In geometry and trigonometry, a right angle is an angle of exactly 90 degrees or ⁠ $\pi$ /2⁠ radians^[1] corresponding to a quarter turn.^[2] If a ray is placed so that its endpoint is on a line and the adjacent angles are equal, then they are right angles.^[3] The term is a calque of Latin angulus rectus; here rectus means "upright", referring to the vertical perpendicular to a horizontal base line.

Closely related and important geometrical concepts are perpendicular lines, meaning lines that form right angles at their point of intersection, and orthogonality, which is the property of forming right angles, usually applied to vectors. The presence of a right angle in a triangle is the defining factor for right triangles,^[4] making the right angle basic to trigonometry.

Etymology

The meaning of right in right angle possibly refers to the Latin adjective rectus 'erect, straight, upright, perpendicular'. A Greek equivalent is orthos 'straight; perpendicular' (see orthogonality).

In elementary geometry

A rectangle is a quadrilateral with four right angles. A square has four right angles, in addition to equal-length sides.

The Pythagorean theorem states how to determine when a triangle is a right triangle.

Symbols

Right triangle, with the right angle shown via a small square

In Unicode, the symbol for a right angle is U+221F ∟ RIGHT ANGLE (&angrt;). It should not be confused with the similarly shaped symbol U+231E ⌞ BOTTOM LEFT CORNER (&dlcorn;, &llcorner;). Related symbols are U+22BE ⊾ RIGHT ANGLE WITH ARC (&angrtvb;), U+299C ⦜ RIGHT ANGLE VARIANT WITH SQUARE (&vangrt;), and U+299D ⦝ MEASURED RIGHT ANGLE WITH DOT (&angrtvbd;).^[5]

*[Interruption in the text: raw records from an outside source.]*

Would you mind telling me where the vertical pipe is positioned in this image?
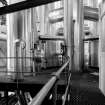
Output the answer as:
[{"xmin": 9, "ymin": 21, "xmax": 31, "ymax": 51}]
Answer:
[
  {"xmin": 78, "ymin": 0, "xmax": 84, "ymax": 70},
  {"xmin": 64, "ymin": 0, "xmax": 73, "ymax": 70}
]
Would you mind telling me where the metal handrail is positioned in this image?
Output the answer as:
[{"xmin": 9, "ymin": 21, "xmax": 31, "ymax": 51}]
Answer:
[{"xmin": 30, "ymin": 59, "xmax": 70, "ymax": 105}]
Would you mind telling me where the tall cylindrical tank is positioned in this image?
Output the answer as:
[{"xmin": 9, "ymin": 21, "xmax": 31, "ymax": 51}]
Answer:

In diagrams, the fact that an angle is a right angle is usually expressed by adding a small right angle that forms a square with the angle in the diagram, as seen in the diagram of a right triangle (in British English, a right-angled triangle) to the right. The symbol for a measured angle, an arc, with a dot, is used in some European countries, including German-speaking countries and Poland, as an alternative symbol for a right angle.^[6]

Euclid

Right angles are fundamental in Euclid's Elements. They are defined in Book 1, definition 10, which also defines perpendicular lines. Definition 10 does not use numerical degree measurements but rather touches at the very heart of what a right angle is, namely two straight lines intersecting to form two equal and adjacent angles.^[7] The straight lines which form right angles are called perpendicular.^[8] Euclid uses right angles in definitions 11 and 12 to define acute angles (those smaller than a right angle) and obtuse angles (those greater than a right angle).^[9] Two angles are called complementary if their sum is a right angle.^[10]

Book 1 Postulate 4 states that all right angles are equal, which allows Euclid to use a right angle as a unit to measure other angles with. Euclid's commentator Proclus gave a proof of this postulate using the previous postulates, but it may be argued that this proof makes use of some hidden assumptions. Saccheri gave a proof as well but using a more explicit assumption. In Hilbert's axiomatization of geometry this statement is given as a theorem, but only after much groundwork. One may argue that, even if postulate 4 can be proven from the preceding ones, in the order that Euclid presents his material it is necessary to include it since without it postulate 5, which uses the right angle as a unit of measure, makes no sense.^[11]

Conversion to other units

A right angle may be expressed in different units:

⁠1/4⁠ turn
90° (degrees)
⁠π/2⁠ radians
100 grad (also called grade, gradian, or gon)
8 points (of a 32-point compass rose)
6 hours (astronomical hour angle)

Rule of 3-4-5

Throughout history, carpenters and masons have known a quick way to confirm if an angle is a true right angle. It is based on the Pythagorean triple (3, 4, 5) and the rule of 3-4-5. From the angle in question, running a straight line along one side exactly three units in length, and along the second side exactly four units in length, will create a hypotenuse (the longer line opposite the right angle that connects the two measured endpoints) of exactly five units in length.

Thales' theorem

Construction of the perpendicular to the half-line h from the point P (applicable not only at the end point A, M is freely selectable), animation at the end with pause 10 s

Alternative construction if P outside of the half-line h and the distance A to P' is small (B is freely selectable),
animation at the end with pause 10 s

Thales' theorem states that an angle inscribed in a semicircle (with a vertex on the semicircle and its defining rays going through the endpoints of the semicircle) is a right angle.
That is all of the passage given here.